I've been having an ongoing issue with the GTX 980 in this thing overheating. Soon as it hits 70c it's basically done and black screens. I've tested a wide array of things and am at my wits end.
I've reached out to XoticPC regarding this (whom I purchased it through) and they've been less than helpful except for only recently due to my public display of frustration over their customer support.
I'm hoping perhaps some of the professionals here have some experience with this or something more to test? I've tried underclocking and that works for awhile as long as my game settings are low enough to never push it to maximum load, which generates too much heat. Primarily low settings with VSYNC is the only way I can manage to keep it from overheating so quickly.
Below is my XoticPC topic with everything I've tried. There's also HWINFO dumps in my topic with my most recently reply containing 2 temperature dumps showing it crashing at 70c. Even with fn + 1 maxing the fans out it still overheats.
http://xoticpcforums.com/showthread.php?18528-NP9870-S-Nvidia-980-Overheating-nvlddmkm
Getting the feeling this GPU just flat out does not belong in a laptop.
-
Was the heat issue resolved by repasting?
Also, your black screen sounds like driver problem. Does this thread help - http://forum.notebookreview.com/thr...g-drivers-mirror.786094/page-10#post-10214806. Especially part about DDU.

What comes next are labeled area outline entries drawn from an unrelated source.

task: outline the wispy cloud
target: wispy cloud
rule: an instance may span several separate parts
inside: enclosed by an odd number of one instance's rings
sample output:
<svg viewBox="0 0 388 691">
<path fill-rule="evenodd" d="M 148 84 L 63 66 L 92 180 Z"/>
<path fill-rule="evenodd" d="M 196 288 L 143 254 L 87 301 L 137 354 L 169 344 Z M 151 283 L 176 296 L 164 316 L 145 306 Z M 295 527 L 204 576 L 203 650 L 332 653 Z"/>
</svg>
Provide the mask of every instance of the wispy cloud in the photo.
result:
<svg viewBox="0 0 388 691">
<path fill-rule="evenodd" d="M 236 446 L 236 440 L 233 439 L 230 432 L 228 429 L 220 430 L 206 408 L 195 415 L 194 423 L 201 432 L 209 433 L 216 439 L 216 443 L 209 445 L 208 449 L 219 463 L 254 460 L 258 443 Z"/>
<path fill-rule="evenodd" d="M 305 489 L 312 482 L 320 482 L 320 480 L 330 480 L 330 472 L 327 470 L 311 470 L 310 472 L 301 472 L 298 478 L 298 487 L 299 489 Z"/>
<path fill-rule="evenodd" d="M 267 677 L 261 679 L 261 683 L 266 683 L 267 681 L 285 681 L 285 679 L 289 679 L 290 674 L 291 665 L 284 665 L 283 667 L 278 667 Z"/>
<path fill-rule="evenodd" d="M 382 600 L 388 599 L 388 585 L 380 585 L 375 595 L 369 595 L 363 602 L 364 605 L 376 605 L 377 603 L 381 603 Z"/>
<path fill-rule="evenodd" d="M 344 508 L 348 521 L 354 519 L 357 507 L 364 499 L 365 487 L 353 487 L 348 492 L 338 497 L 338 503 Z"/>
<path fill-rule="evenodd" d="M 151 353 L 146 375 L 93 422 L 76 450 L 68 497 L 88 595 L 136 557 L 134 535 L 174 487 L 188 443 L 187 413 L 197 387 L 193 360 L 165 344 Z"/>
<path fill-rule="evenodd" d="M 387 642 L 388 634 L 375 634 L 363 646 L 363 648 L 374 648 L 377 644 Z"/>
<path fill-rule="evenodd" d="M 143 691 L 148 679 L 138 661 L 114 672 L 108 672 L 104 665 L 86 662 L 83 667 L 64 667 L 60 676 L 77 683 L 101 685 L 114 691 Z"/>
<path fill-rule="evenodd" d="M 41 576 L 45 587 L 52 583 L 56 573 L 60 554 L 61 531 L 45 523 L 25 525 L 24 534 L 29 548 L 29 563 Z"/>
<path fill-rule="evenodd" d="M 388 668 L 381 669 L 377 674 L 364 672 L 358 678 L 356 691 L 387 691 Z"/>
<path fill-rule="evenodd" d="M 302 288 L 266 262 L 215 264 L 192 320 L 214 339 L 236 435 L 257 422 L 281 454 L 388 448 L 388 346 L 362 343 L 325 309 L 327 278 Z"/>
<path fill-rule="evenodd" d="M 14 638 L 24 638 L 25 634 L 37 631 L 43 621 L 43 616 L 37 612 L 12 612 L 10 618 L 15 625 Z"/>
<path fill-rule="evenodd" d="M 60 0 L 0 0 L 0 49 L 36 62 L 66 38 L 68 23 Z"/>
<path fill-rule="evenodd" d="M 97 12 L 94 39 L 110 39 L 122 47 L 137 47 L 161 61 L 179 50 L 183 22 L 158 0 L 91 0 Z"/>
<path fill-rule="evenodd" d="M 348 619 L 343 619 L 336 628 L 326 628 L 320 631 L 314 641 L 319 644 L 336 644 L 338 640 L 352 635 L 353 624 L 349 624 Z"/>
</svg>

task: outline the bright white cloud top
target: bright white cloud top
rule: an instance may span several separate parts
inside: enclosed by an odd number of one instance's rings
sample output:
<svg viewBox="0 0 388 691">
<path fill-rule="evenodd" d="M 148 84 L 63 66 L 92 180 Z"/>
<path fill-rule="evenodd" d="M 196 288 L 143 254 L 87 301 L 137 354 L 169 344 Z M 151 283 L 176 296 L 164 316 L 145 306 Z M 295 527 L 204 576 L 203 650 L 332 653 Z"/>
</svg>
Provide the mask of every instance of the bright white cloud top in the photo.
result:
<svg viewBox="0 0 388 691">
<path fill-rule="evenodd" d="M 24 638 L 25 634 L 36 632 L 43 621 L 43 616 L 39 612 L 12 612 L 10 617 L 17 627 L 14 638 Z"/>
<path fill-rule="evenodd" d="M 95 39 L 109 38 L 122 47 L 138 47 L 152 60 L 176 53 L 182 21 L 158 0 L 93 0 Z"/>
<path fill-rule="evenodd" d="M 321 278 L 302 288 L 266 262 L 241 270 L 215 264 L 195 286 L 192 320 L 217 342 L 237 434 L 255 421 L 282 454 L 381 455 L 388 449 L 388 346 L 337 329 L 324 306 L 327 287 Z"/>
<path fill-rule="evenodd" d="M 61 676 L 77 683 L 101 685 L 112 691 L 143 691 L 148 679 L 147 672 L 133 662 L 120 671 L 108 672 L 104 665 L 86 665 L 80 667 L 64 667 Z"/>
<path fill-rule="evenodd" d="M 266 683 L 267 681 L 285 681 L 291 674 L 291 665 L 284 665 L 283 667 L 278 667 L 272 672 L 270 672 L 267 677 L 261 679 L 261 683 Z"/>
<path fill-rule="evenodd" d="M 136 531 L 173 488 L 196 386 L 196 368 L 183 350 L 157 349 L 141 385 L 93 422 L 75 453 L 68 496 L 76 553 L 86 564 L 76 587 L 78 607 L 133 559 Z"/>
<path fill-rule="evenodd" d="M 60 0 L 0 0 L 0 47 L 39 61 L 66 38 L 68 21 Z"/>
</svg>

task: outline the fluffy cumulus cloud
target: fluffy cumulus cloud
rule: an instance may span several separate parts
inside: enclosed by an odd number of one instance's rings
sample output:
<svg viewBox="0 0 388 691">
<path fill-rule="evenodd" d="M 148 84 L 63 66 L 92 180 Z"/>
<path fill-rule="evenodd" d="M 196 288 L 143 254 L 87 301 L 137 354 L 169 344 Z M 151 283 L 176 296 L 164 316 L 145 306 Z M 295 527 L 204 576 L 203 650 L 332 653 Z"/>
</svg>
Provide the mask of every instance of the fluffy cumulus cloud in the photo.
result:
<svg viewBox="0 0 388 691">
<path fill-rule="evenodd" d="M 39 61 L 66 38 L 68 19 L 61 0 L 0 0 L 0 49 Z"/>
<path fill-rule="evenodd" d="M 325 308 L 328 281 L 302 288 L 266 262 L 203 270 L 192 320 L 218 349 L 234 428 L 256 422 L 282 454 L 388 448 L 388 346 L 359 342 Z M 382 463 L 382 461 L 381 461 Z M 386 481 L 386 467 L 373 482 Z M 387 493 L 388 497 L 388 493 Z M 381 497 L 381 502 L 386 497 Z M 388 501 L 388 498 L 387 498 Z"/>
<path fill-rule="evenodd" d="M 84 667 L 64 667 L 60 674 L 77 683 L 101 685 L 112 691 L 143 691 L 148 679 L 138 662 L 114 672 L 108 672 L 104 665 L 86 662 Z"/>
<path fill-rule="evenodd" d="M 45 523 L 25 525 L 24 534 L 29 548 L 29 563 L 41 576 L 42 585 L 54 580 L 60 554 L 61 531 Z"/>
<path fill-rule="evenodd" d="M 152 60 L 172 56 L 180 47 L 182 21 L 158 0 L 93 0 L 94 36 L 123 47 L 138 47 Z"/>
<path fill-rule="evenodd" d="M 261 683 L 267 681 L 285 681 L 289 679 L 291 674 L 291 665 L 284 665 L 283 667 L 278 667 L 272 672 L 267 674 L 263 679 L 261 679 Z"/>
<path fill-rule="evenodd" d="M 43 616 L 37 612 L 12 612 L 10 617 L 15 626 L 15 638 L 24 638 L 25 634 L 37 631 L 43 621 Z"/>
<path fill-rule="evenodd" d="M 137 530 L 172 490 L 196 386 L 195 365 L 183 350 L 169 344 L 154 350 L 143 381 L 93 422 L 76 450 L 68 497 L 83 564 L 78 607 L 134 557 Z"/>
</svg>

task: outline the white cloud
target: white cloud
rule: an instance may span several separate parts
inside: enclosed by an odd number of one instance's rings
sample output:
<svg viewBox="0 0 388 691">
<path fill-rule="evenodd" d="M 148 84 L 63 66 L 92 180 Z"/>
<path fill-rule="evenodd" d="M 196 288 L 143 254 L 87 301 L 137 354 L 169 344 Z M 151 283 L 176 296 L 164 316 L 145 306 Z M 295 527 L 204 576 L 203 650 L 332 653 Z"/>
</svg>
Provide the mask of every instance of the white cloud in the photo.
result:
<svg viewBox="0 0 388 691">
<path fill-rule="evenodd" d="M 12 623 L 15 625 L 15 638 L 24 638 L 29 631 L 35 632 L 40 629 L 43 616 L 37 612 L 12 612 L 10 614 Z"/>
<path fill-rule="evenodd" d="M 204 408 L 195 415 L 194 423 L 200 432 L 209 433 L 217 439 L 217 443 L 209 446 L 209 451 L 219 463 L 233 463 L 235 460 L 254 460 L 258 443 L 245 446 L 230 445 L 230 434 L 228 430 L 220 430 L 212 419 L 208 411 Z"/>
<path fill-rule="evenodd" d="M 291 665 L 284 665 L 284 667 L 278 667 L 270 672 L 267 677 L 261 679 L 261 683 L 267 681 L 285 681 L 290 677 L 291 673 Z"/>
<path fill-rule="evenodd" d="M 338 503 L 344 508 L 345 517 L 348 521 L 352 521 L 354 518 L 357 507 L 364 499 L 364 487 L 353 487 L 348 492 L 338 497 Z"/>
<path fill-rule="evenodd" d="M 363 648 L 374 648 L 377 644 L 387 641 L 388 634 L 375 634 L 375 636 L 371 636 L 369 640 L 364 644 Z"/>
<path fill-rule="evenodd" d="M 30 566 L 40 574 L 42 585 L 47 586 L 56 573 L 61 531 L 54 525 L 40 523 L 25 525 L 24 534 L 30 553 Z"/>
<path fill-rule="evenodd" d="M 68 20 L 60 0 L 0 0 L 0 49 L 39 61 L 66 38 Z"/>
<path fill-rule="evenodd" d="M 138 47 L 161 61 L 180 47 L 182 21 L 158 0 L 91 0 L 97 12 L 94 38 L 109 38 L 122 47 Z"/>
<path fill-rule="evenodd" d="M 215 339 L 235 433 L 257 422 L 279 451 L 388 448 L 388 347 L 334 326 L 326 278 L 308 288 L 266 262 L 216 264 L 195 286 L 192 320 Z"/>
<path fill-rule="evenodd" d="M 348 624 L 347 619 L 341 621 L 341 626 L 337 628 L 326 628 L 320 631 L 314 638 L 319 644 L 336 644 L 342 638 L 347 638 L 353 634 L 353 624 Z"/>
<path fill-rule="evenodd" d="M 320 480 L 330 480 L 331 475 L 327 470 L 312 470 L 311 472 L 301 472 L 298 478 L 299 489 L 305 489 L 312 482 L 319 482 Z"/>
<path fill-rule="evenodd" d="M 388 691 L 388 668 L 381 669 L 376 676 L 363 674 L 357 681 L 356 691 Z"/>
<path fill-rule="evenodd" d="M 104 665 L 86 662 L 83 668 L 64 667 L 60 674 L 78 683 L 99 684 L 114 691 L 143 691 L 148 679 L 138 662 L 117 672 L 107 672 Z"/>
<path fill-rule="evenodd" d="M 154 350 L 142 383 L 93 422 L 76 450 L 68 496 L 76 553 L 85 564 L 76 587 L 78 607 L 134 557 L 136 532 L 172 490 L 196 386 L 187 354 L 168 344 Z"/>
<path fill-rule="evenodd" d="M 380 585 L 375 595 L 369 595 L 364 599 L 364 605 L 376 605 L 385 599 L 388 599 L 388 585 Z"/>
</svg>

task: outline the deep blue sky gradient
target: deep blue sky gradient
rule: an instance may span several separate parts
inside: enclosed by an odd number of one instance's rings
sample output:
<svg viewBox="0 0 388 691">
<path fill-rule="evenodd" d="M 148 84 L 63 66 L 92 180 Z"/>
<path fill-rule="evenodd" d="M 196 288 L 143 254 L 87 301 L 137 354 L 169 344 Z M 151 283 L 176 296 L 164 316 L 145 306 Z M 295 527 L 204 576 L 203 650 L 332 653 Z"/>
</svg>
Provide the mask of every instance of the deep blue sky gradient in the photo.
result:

The only other thing that comes to mind is a loose connection in a cable to the panel in which heat causes the display to lose its signal. Do you have an external monitor to check to see if the card still produces a signal when used but hooked up to an external display?Last edited: Mar 10, 2016Krileon likes this. -
I've tried about 5 different drivers. Starting with the ones that came with the system. I now have the latest beta drivers installed, but issue persists. It consistently crashes at around 70c. I didn't use DDU though, but I did use the clean install option on every install though. I had no issues with the actual install of the drivers. I'll try with DDU this time and see if that helps.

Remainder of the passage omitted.